Nothing related to graphics, just using a simple backend logging library like log4c, where you simply log some text with a chosen verbosity level, then there is usually a config file to control the loggers: logger for the command line, logger for file, etc.
Console logging is available. See pr #157. Or add -DMONO to your cmake config.
The problem doesn't appear to be incorrect room assignments either (see my comment above). It's that the sound system is trying to play a sound before the object is fully initialized and assigned its room number.
I think this is done to play looping sounds but I also can't figure out why this would work on windows and not linux/mac.
I do understand there is some built in logging to the console functionality, but it would better using a robust logging system where things are organized by log level and category. With all these level script going on, and level setup, be nice to turn on trace logs to see what in detail is happening like which source file and function is doing what, and timestamps too. When people file a bug ticket, they can give us better logging information. The built in logger only offers 2 levels and it only logs to console.
I think this is done to play looping sounds but I also can't figure out why this would work on windows and not linux/mac.
I have explained above why this "works" on (32bit!) Windows.
I think this is done to play looping sounds but I also can't figure out why this would work on windows and not linux/mac.
I have explained above why this "works" on (32bit!) Windows.
I totally missed that, thank you!
It sounds like this was never correct. Moving setting objp->roomnum
before the ObjInit
call feels like the correct solution but it causes even more issues with LoadLevel
. Barring that, ignoring playing anything when roomnum
is -1
is probably the second best solution since that object has not been fully loaded and shouldn't be used in the BOA.
Commenting out the Play3dSound call seems to fix the problem but I don't know why it's there.

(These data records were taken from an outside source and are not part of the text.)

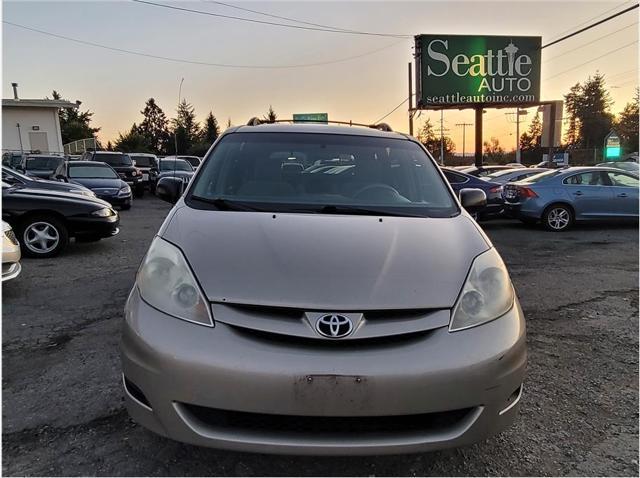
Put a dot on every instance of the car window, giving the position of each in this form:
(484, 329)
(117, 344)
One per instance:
(177, 164)
(82, 171)
(144, 161)
(454, 178)
(621, 179)
(591, 178)
(112, 159)
(42, 163)
(312, 171)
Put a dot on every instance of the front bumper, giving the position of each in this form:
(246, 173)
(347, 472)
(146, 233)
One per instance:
(94, 226)
(264, 394)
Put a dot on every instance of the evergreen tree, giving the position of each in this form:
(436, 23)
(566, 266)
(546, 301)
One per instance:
(271, 115)
(185, 127)
(588, 108)
(132, 142)
(493, 150)
(74, 125)
(532, 138)
(154, 127)
(428, 137)
(211, 129)
(627, 125)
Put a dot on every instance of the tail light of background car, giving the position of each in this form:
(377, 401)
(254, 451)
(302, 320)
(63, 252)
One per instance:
(526, 192)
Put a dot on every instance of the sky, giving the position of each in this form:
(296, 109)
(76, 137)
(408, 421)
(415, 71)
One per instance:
(360, 77)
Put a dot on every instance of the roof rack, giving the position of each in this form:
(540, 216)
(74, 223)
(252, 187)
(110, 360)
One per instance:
(255, 121)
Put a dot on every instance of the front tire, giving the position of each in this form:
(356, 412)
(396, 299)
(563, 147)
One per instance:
(42, 236)
(558, 218)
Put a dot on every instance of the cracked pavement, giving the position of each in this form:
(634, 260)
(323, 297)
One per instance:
(63, 410)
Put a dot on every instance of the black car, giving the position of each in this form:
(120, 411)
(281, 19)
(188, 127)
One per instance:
(102, 180)
(177, 168)
(44, 220)
(43, 166)
(13, 177)
(144, 162)
(122, 164)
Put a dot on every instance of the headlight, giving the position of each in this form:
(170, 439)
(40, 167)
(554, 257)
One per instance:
(105, 212)
(83, 192)
(487, 294)
(166, 282)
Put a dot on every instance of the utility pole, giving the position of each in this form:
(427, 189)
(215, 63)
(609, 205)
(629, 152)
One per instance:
(441, 136)
(510, 118)
(464, 128)
(410, 101)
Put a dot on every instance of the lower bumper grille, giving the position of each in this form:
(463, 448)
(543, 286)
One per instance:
(322, 425)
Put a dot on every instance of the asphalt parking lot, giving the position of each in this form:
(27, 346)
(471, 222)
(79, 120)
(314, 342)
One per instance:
(63, 410)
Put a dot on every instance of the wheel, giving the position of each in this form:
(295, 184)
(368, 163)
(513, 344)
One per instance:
(42, 236)
(557, 218)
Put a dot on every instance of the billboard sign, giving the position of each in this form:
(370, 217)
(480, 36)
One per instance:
(310, 117)
(469, 70)
(612, 146)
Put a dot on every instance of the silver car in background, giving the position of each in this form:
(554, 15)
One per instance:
(320, 290)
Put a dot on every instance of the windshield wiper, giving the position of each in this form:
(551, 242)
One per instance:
(362, 211)
(226, 204)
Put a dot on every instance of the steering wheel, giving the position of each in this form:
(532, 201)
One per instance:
(379, 187)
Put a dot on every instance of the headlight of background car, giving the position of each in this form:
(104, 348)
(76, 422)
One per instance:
(166, 282)
(486, 295)
(104, 212)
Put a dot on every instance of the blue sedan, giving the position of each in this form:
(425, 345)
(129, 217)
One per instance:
(560, 197)
(460, 180)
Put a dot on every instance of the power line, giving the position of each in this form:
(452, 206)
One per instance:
(392, 111)
(592, 60)
(263, 22)
(588, 27)
(593, 18)
(195, 62)
(589, 43)
(278, 16)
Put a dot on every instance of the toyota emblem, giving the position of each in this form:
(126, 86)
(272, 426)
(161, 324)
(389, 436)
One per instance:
(334, 326)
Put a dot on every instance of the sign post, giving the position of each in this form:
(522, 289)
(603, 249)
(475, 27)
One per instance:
(310, 118)
(612, 147)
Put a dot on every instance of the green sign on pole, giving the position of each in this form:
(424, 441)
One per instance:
(612, 146)
(462, 70)
(310, 118)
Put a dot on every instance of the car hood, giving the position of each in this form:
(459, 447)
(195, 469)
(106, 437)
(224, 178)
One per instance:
(327, 262)
(56, 194)
(91, 183)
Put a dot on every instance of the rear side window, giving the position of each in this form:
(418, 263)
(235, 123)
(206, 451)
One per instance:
(622, 179)
(285, 169)
(591, 178)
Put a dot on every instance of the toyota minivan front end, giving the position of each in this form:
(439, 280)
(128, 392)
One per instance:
(320, 290)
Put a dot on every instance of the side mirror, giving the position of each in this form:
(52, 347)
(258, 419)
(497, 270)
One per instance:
(169, 189)
(473, 199)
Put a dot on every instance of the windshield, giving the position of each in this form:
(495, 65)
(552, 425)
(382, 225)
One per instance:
(43, 163)
(177, 164)
(308, 172)
(144, 161)
(82, 171)
(113, 159)
(542, 176)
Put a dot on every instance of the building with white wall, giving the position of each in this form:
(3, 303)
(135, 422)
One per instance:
(32, 124)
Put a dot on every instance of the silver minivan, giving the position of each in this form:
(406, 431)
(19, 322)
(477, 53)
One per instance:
(321, 290)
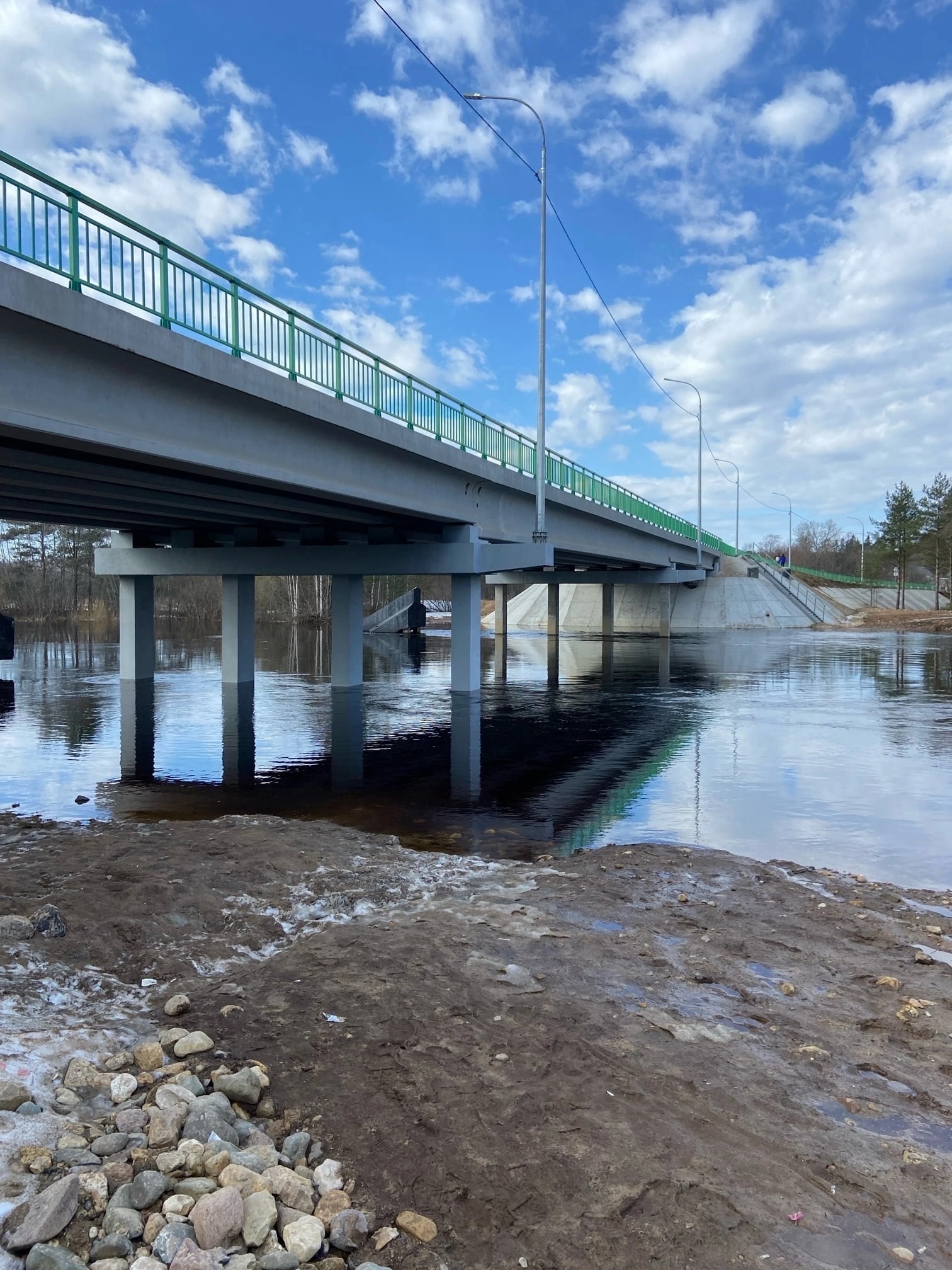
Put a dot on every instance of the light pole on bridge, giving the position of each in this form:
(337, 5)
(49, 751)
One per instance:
(540, 532)
(700, 451)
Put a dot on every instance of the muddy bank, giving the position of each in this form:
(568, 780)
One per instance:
(643, 1056)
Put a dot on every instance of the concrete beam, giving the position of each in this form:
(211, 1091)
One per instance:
(599, 577)
(465, 673)
(427, 558)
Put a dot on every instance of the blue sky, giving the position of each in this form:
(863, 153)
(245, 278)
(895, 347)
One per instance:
(762, 190)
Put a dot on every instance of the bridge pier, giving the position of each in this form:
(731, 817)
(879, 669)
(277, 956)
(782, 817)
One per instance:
(238, 629)
(346, 630)
(465, 636)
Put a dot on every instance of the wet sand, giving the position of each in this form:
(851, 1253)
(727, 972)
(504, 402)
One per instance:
(664, 1097)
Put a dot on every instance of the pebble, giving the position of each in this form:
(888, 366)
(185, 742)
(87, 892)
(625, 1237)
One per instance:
(328, 1176)
(122, 1087)
(417, 1226)
(302, 1239)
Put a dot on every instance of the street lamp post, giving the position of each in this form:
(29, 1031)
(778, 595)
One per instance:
(737, 505)
(700, 441)
(861, 522)
(540, 532)
(790, 526)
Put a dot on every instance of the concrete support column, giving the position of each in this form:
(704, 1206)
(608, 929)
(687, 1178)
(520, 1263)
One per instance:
(502, 610)
(465, 630)
(552, 610)
(136, 627)
(346, 630)
(666, 604)
(238, 733)
(238, 629)
(607, 610)
(465, 747)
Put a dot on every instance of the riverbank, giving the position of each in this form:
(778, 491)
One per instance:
(642, 1056)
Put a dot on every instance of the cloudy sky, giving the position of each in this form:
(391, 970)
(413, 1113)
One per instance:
(762, 190)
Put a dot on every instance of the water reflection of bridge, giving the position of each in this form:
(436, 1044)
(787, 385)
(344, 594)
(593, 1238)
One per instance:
(530, 766)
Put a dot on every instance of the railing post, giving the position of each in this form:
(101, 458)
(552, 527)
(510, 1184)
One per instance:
(292, 348)
(235, 342)
(164, 286)
(75, 285)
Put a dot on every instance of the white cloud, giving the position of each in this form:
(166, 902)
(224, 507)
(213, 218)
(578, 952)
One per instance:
(684, 56)
(808, 112)
(309, 152)
(226, 77)
(253, 258)
(833, 369)
(583, 412)
(466, 294)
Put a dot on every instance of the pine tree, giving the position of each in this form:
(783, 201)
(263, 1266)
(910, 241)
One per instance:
(936, 510)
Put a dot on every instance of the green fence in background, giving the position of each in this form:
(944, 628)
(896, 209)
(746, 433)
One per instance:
(54, 227)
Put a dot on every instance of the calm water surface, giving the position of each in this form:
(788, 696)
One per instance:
(817, 747)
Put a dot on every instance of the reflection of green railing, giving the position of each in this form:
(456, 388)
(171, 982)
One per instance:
(618, 799)
(102, 252)
(887, 583)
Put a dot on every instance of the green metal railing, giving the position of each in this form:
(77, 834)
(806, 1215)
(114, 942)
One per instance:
(51, 226)
(849, 578)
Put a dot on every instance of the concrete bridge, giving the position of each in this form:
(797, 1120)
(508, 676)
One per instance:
(229, 435)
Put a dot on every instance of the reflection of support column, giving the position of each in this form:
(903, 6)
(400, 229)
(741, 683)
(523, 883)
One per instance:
(553, 610)
(465, 631)
(607, 610)
(238, 629)
(664, 661)
(238, 733)
(664, 601)
(136, 629)
(502, 611)
(465, 747)
(137, 729)
(501, 657)
(347, 738)
(346, 630)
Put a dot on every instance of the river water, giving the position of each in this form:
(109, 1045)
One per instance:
(830, 750)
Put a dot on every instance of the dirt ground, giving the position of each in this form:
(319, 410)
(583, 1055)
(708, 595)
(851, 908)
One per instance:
(638, 1057)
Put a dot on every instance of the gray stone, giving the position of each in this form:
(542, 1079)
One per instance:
(218, 1218)
(48, 924)
(112, 1246)
(278, 1261)
(202, 1124)
(123, 1221)
(52, 1256)
(171, 1240)
(192, 1257)
(46, 1215)
(12, 1095)
(348, 1230)
(131, 1121)
(14, 927)
(244, 1086)
(196, 1186)
(295, 1146)
(71, 1156)
(110, 1143)
(147, 1187)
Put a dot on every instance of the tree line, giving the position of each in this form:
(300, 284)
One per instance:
(914, 539)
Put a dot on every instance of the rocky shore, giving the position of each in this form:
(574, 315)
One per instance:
(645, 1056)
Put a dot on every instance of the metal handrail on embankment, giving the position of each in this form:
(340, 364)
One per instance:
(97, 249)
(804, 596)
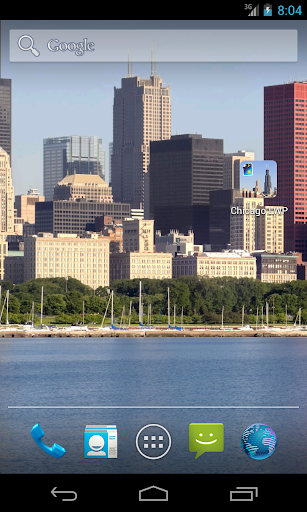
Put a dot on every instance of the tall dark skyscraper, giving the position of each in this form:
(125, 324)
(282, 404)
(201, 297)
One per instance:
(285, 141)
(141, 114)
(183, 171)
(6, 116)
(267, 183)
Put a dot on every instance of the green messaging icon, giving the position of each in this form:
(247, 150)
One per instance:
(206, 437)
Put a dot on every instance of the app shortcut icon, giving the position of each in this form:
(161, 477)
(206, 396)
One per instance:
(100, 442)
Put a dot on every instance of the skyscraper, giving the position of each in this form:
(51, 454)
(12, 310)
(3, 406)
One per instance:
(231, 169)
(267, 183)
(71, 155)
(285, 141)
(183, 171)
(6, 194)
(141, 114)
(6, 115)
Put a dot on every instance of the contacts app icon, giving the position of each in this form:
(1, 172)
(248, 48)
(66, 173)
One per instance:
(206, 437)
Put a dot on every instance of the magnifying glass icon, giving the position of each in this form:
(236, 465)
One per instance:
(33, 50)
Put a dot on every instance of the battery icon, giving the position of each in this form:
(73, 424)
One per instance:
(244, 494)
(267, 10)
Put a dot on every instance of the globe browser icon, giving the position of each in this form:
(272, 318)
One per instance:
(259, 441)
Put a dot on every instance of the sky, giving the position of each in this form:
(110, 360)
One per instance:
(217, 100)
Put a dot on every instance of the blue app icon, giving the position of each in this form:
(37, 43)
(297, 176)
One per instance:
(248, 169)
(100, 442)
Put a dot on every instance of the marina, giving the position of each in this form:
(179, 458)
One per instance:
(43, 331)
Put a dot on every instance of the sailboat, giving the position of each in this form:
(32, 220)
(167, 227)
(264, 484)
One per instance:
(175, 327)
(112, 320)
(42, 327)
(143, 326)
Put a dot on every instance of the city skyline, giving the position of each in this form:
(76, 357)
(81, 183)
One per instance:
(84, 101)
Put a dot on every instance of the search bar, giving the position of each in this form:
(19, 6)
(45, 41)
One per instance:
(169, 45)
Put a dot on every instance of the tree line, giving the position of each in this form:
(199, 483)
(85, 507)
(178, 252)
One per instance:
(199, 299)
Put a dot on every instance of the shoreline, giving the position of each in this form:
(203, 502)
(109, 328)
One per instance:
(155, 333)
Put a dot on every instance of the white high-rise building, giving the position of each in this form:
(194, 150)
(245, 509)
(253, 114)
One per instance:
(6, 194)
(141, 114)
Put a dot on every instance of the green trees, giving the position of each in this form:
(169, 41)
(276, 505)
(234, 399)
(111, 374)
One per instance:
(202, 299)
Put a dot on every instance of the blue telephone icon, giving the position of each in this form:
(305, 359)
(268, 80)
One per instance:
(55, 450)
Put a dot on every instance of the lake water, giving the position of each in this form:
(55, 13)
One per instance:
(161, 372)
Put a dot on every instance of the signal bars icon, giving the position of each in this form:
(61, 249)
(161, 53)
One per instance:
(255, 11)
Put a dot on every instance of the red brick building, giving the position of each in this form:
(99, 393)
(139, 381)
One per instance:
(285, 141)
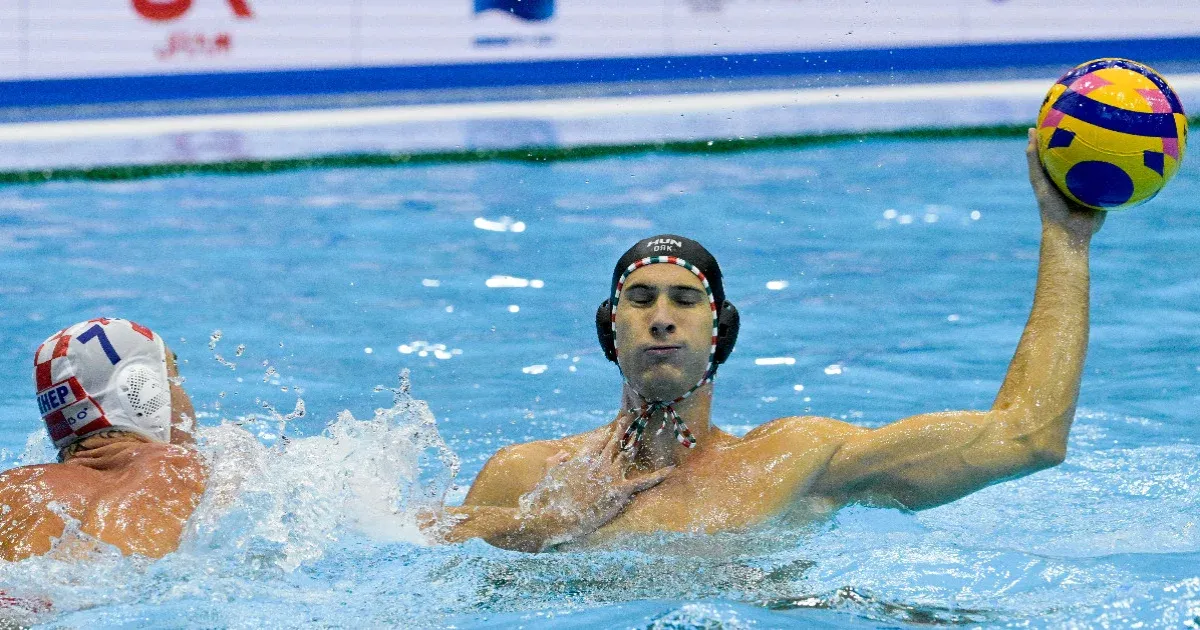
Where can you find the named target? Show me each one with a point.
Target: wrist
(1075, 235)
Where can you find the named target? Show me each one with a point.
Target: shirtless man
(108, 395)
(669, 327)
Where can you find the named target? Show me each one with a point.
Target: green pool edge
(528, 155)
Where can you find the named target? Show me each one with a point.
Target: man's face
(664, 330)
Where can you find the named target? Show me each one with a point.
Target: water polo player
(667, 325)
(107, 391)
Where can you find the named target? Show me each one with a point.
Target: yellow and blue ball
(1111, 133)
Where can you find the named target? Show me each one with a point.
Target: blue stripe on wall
(42, 93)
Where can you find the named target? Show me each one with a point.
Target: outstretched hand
(1056, 209)
(582, 493)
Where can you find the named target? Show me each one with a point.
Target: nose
(661, 323)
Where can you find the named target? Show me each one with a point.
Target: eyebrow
(654, 287)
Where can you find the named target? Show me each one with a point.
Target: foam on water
(886, 312)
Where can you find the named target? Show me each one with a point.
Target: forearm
(1041, 389)
(501, 527)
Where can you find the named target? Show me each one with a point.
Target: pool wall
(159, 88)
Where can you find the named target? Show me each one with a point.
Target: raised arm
(934, 459)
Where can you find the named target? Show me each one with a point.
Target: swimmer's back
(133, 496)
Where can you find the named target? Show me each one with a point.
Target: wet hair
(70, 450)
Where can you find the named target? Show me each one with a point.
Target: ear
(727, 323)
(604, 331)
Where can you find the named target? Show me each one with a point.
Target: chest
(730, 492)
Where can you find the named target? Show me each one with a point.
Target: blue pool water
(898, 276)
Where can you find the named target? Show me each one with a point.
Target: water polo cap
(103, 373)
(670, 249)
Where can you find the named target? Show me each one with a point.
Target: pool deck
(108, 138)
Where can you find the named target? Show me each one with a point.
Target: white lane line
(551, 109)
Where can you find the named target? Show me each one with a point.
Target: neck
(658, 445)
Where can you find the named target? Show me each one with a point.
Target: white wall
(109, 37)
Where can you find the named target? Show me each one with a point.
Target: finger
(648, 481)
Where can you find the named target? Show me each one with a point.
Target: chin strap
(648, 407)
(643, 412)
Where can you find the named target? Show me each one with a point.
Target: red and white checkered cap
(103, 373)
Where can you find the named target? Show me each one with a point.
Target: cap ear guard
(604, 330)
(727, 324)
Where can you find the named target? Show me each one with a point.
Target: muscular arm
(491, 508)
(934, 459)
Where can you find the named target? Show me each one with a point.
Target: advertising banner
(481, 41)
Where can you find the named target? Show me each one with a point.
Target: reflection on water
(909, 270)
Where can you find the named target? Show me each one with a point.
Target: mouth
(661, 351)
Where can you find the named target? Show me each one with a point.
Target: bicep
(923, 461)
(507, 475)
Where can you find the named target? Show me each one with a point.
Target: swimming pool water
(886, 279)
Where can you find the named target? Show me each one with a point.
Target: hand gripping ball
(1111, 133)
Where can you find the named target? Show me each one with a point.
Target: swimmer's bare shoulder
(95, 487)
(168, 481)
(515, 469)
(27, 525)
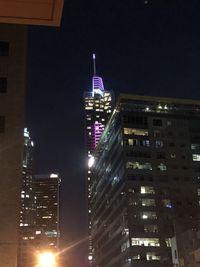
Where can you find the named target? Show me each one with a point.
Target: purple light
(97, 85)
(98, 130)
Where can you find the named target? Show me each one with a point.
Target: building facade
(38, 12)
(98, 108)
(47, 193)
(12, 96)
(13, 44)
(145, 181)
(27, 213)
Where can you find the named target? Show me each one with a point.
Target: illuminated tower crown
(97, 82)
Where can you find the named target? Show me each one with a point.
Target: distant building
(27, 213)
(186, 249)
(12, 96)
(98, 108)
(32, 241)
(13, 44)
(144, 181)
(38, 12)
(47, 193)
(27, 210)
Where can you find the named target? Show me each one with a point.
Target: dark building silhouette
(47, 193)
(144, 180)
(13, 44)
(98, 108)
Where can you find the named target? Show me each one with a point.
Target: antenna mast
(94, 63)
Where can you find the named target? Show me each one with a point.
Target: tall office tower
(27, 213)
(47, 192)
(12, 88)
(98, 107)
(145, 181)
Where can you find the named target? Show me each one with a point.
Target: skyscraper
(145, 181)
(27, 210)
(12, 90)
(47, 193)
(98, 108)
(27, 213)
(13, 40)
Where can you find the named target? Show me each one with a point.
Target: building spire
(94, 63)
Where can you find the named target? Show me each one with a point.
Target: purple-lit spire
(97, 82)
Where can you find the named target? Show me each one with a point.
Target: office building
(186, 249)
(12, 90)
(32, 241)
(13, 44)
(27, 213)
(47, 193)
(38, 12)
(27, 210)
(145, 178)
(98, 108)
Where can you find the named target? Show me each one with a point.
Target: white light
(53, 175)
(90, 162)
(46, 259)
(90, 257)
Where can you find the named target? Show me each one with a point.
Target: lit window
(198, 191)
(157, 122)
(147, 190)
(38, 232)
(4, 48)
(196, 157)
(195, 146)
(167, 203)
(152, 256)
(137, 165)
(135, 131)
(162, 167)
(151, 228)
(168, 242)
(125, 245)
(136, 257)
(3, 84)
(159, 144)
(147, 202)
(151, 215)
(130, 142)
(147, 242)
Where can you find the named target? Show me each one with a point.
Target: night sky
(147, 47)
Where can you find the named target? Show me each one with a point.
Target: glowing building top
(97, 81)
(98, 108)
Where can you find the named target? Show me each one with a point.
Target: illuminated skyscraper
(98, 108)
(27, 195)
(47, 192)
(13, 50)
(145, 181)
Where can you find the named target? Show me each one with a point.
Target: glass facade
(98, 108)
(144, 180)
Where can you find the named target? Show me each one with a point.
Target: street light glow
(46, 259)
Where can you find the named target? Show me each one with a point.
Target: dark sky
(142, 47)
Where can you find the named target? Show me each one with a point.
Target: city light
(46, 259)
(91, 162)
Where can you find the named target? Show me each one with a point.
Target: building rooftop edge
(158, 99)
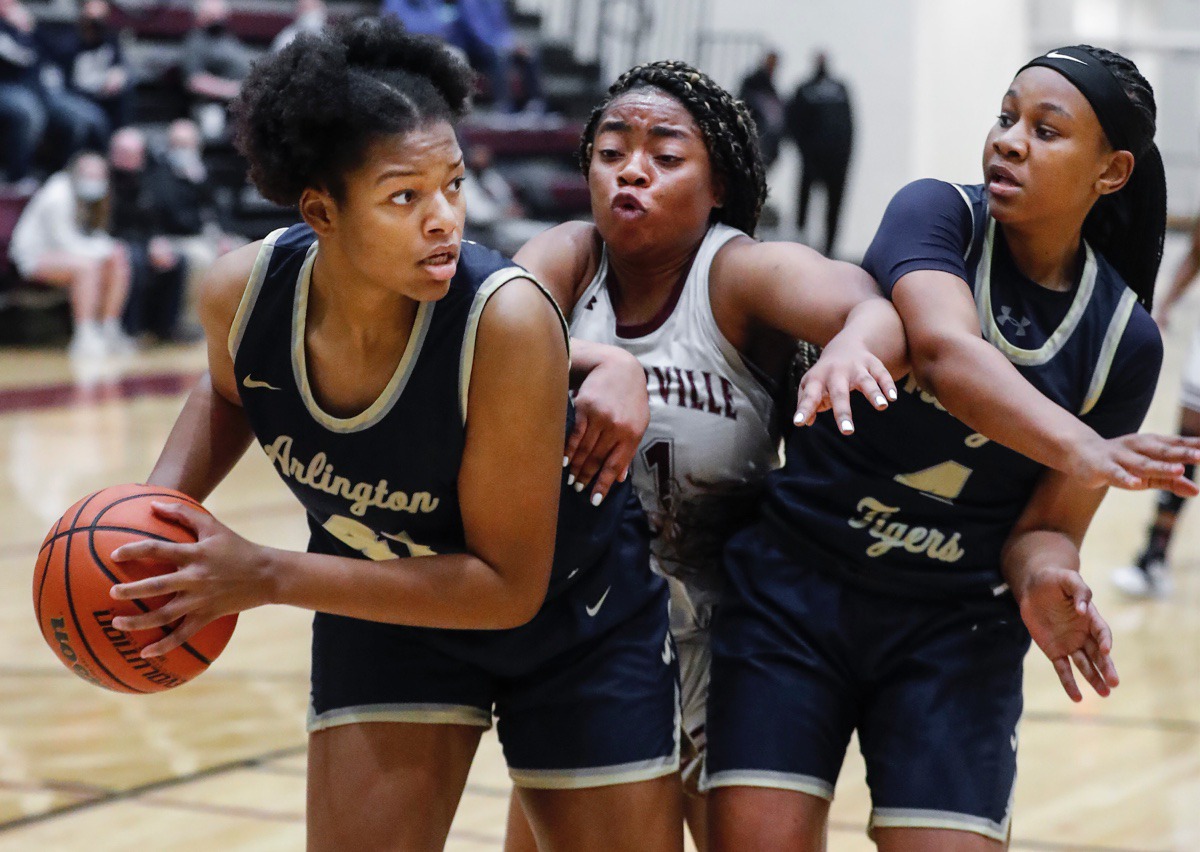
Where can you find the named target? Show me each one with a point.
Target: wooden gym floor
(219, 763)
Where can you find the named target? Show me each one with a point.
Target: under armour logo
(1006, 316)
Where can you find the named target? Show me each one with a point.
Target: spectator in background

Good point about this being called from ObjInit(), didn't even look that closely at the backtrace :flushed:
Maybe not calling Play3dSound() at all would be better?
OTOH, AIInit()
(which is indirectly called from ObjInit()
and calls Play3dSound()
) is also called from AIInitAll()
, which is called from StartLevel()
, which is called after LoadLevel()
, and probably in that case roomnum
is correctly set and calling Play3dSound()
is the right thing to do.
In that case my fix is better than not calling Play3dSound()
there at all, but OTOH, it might also be possible to add a bool initSound
argument to AIInit()
and set that to false when calling from ObjInitGeneric()
- but on the other other (other?) hand (and I'm all out of hands here), ObjInitGeneric()
is also called from multiple places and maybe sometimes it's correct for Play3dSound()
being called from it?
Probably my suggested fix (if(sound_seg == -1) return false;
in ComputePlayInfo()
) is least invasive and even if it means that some code is run unnecessarily, it's probably least likely to break anything..
@DanielGibson Do you think on the windows 32-bit builds that arrays are sometimes being access with -1 index value? My guess for windows 32-bit, since things obvious work and the game is playable means when roomnum = -1, it doesn't end up being an index to some array. It feels like some side-effect of the true problem that is going on for the 64-bit environment.
Do you think on the windows 32-bit builds that arrays are sometimes being access with -1 index value?
Yes and no.
I've explained that in length above, but in short: due to multiple overflows when doing the pointer calculations on 32bit, Terrain_seg[0x7FFFFFFF & sound_seg]
(with sound_seg == -1) in BOA_INDEX(sound_seg)
accidentally ends up being equivalent to Terrain_seg[-1]
(which is also invalid, but likely to hit some valid memory at least and thus not segfault).
On 64bit, due to pointers being 64bit, those overflows don't happen and Terrain_seg[0x7FFFFFFF & sound_seg]
(with sound_seg == -1) behaves like Terrain_seg[0x7FFFFFFF]
which is about 41GB behind the end of that array.